Figuring out whether bond obligations are likely to be fulfilled by issuers during the term of the bond is best left to professional bond investment specialists. This is called the default risk. Expectations about the varying potential for default can cause substantial price differences for bonds that otherwise have similar terms.
Investors can achieve higher returns by choosing the lowest cost bond market index funds
No load bond funds also can also provide a very high degree of fixed income securities investment diversification, and no load mutual funds can do this very economically. For individual investors it simply is much more straightforward to hold bonds through a bond fund.
Once a bond fund establishes its “style” for the type, maturity, and quality of bonds it will hold, it purchases and holds bonds with an eye toward maintaining that style. Maintaining targeted maturity is relatively straightforward. Determining investment quality is less straightforward, but bond mutual funds have analysts on staff and have access to the analytic services of bond ratings houses like Moody’s, Standard and Poor’s, and Fitch Ratings.
Bond market index funds offer a far higher degree of investment portfolio diversification
No load bond funds provide the investment risk reduction associated with market diversification. Investors can achieve fixed income securities diversification far more economically than they could through the direct purchase of individual bonds.

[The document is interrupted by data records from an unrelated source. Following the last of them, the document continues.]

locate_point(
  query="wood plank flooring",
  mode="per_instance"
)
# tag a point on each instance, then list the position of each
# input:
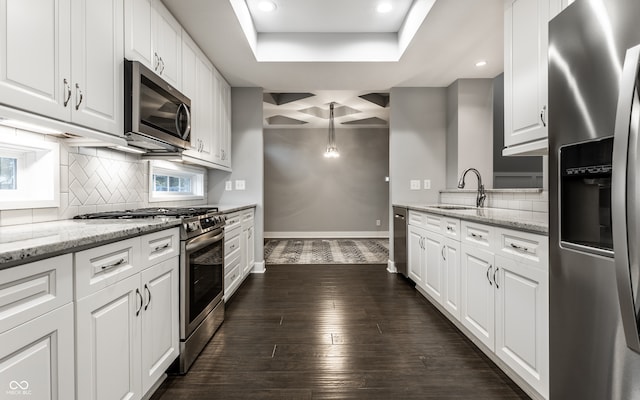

Fixed income mutual funds offer additional trading efficiency advantages to individual investors. The professional traders of bond mutual funds can conduct fixed income securities trading much more efficiently. Furthermore, fixed income funds trade substantial volume, which gives them leverage in negotiations and the ability to trade with different partiesthe. Individual investors have no such leverage, and they must take or leave the price they are given. Therefore, individuals buy at retail prices and sell at wholesale prices — often paying substantially higher spreads than professional fixed income securities traders do.
Without knowing it, bond market trading of individual fixed income securities can be very expensive for individual investors. Individual investors simply cannot tell whether they are getting a fair market price. Sometimes, individual investors pay very high spreads and transaction expenses, when they buy or sell individual bond securities. This is not an issue of bond market inefficiency. Rather, it is a problem of grossly unfair treatment aided to the obscurity of the bond market pricing process and the willingness of certain traders to take full advantage of individual investors.